'Tackling public service pay was strikingly courageous'
Patrick Honohan explains what Brian Lenihan was trying to achieve by his introduction of four tough budgets
Brian Lenihan announced a schedule of four more tough annual budgets that would have to be implemented by 2013.
Even this would not prove to be enough, though it broke the back of the problem.
In the end, between spending cuts and tax increases, budgetary adjustment actually implemented during 2008-13 amounted to about €28bn on the annual total, just about €8bn more than Brian's mini-budget of April 2009.
There were a few defeats for Brian on this front, perhaps most spectacularly on the over-70s medical cards.
On income tax, Brian's political sense was more finely tuned. A sizable part of the boom-era revenue had been employed, in effect, to reduce income tax rates in the previous decade and Brian realised that much of this lowering would have to be reversed. Tax increases for higher income groups in particular would have to be more onerous.
The average fall in real disposable income for the poorest 30pc of the population was held to about 5pc, while that of the top 30pc averaged more than 10pc.

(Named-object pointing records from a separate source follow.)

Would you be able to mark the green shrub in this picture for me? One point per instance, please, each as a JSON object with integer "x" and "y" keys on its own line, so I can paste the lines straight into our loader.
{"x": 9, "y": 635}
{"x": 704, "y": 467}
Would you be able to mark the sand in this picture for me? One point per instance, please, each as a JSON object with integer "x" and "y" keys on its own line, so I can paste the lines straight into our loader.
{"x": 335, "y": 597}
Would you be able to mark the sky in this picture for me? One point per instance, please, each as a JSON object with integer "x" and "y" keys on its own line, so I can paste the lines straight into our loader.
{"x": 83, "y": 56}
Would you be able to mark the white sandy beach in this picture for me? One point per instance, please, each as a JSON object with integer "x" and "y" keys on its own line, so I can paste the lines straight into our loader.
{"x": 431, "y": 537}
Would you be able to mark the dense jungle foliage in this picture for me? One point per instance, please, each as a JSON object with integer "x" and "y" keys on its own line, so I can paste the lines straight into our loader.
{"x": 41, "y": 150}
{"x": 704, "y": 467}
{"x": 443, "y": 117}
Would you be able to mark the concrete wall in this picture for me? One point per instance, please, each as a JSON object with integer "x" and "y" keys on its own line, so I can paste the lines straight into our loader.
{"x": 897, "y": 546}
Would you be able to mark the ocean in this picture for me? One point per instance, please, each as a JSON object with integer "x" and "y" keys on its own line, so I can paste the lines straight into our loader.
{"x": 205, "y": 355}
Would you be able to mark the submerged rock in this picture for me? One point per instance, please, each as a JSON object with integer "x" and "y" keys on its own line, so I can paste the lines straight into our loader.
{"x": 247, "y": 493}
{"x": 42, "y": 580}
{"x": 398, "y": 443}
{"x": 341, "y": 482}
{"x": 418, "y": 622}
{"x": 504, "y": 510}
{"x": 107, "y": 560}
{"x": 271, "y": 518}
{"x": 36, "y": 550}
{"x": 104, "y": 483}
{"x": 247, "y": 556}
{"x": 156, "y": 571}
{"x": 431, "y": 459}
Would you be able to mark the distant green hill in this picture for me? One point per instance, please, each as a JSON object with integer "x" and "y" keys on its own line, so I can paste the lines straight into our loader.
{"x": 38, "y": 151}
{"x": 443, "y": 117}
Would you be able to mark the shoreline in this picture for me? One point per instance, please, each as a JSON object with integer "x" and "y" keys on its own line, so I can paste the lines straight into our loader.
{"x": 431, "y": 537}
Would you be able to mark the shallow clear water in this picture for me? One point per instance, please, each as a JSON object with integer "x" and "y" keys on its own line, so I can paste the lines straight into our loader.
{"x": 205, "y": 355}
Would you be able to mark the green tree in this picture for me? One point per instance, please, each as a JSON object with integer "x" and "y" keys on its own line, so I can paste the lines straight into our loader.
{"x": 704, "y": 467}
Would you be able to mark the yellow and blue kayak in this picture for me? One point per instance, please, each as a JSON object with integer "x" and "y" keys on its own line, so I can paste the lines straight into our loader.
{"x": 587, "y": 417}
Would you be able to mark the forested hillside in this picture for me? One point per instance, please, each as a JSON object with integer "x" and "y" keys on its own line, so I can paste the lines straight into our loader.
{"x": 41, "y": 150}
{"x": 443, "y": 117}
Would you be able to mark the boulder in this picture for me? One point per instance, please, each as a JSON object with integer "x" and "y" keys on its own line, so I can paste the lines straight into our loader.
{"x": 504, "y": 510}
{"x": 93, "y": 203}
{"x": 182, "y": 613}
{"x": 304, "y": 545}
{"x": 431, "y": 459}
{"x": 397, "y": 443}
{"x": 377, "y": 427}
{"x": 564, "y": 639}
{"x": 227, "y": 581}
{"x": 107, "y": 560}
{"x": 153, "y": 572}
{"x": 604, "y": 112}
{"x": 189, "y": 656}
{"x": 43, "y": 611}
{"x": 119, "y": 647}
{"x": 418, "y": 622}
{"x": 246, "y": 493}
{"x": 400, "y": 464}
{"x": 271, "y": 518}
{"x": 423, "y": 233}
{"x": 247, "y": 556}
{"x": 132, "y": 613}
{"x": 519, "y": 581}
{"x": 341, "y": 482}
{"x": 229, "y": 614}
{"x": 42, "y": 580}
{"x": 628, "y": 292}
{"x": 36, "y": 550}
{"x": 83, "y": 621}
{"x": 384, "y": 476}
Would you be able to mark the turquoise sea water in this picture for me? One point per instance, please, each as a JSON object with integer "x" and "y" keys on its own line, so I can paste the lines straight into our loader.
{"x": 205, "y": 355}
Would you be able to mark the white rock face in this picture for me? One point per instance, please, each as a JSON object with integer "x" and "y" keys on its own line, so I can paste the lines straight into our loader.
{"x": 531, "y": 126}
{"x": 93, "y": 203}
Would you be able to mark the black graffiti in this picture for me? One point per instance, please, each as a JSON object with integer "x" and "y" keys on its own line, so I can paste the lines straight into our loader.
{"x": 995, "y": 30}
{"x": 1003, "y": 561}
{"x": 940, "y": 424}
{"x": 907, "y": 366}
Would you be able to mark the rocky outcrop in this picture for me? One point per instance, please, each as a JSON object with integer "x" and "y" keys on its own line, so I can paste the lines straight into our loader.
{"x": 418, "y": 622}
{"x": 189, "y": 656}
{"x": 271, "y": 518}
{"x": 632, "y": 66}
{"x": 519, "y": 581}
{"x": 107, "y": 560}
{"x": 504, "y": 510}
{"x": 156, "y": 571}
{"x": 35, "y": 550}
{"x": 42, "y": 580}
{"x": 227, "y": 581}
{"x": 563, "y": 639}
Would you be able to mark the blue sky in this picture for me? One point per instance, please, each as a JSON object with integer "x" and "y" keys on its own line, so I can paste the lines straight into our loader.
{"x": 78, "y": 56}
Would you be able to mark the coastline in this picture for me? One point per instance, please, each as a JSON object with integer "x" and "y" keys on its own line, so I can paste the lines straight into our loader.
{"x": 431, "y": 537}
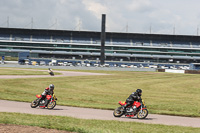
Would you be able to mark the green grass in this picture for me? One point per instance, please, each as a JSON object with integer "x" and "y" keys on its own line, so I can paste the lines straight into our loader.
{"x": 90, "y": 126}
{"x": 9, "y": 58}
{"x": 12, "y": 71}
{"x": 164, "y": 93}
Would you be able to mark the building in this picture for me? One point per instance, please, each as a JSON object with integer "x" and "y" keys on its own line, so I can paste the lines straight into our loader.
{"x": 82, "y": 45}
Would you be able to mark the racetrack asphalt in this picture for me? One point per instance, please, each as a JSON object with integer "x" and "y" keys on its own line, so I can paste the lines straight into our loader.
{"x": 97, "y": 114}
{"x": 88, "y": 113}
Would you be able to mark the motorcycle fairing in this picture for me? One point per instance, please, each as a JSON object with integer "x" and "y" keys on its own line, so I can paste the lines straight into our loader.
{"x": 38, "y": 96}
{"x": 122, "y": 103}
{"x": 48, "y": 97}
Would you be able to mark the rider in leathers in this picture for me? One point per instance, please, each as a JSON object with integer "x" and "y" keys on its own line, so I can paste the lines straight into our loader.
{"x": 135, "y": 96}
{"x": 47, "y": 91}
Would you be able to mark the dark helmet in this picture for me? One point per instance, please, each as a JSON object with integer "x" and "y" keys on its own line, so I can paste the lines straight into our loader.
{"x": 139, "y": 92}
{"x": 51, "y": 87}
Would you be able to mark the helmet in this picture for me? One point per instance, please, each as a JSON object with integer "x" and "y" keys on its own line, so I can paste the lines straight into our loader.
{"x": 51, "y": 87}
{"x": 139, "y": 92}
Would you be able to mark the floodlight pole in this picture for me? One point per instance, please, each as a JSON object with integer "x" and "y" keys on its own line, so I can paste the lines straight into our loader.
{"x": 103, "y": 38}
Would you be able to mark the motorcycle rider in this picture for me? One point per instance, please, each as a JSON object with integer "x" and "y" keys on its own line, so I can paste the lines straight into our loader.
{"x": 135, "y": 96}
{"x": 50, "y": 71}
{"x": 48, "y": 91}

Minimising the regressivity of the fiscal policy adjustment was a hallmark of his years in the Department of Finance.
Strikingly courageous was the decision to address public service pay. In two steps, during 2009, pay rates in the public service were, in effect, lowered by an average of over 13pc. Furthermore, Brian Lenihan did not favour the Croke Park Agreement of early 2010 which froze further cuts until 2013.
While other stressed countries followed suit later, achieving needed adjustment through actual pay cuts was a path-breaking political achievement.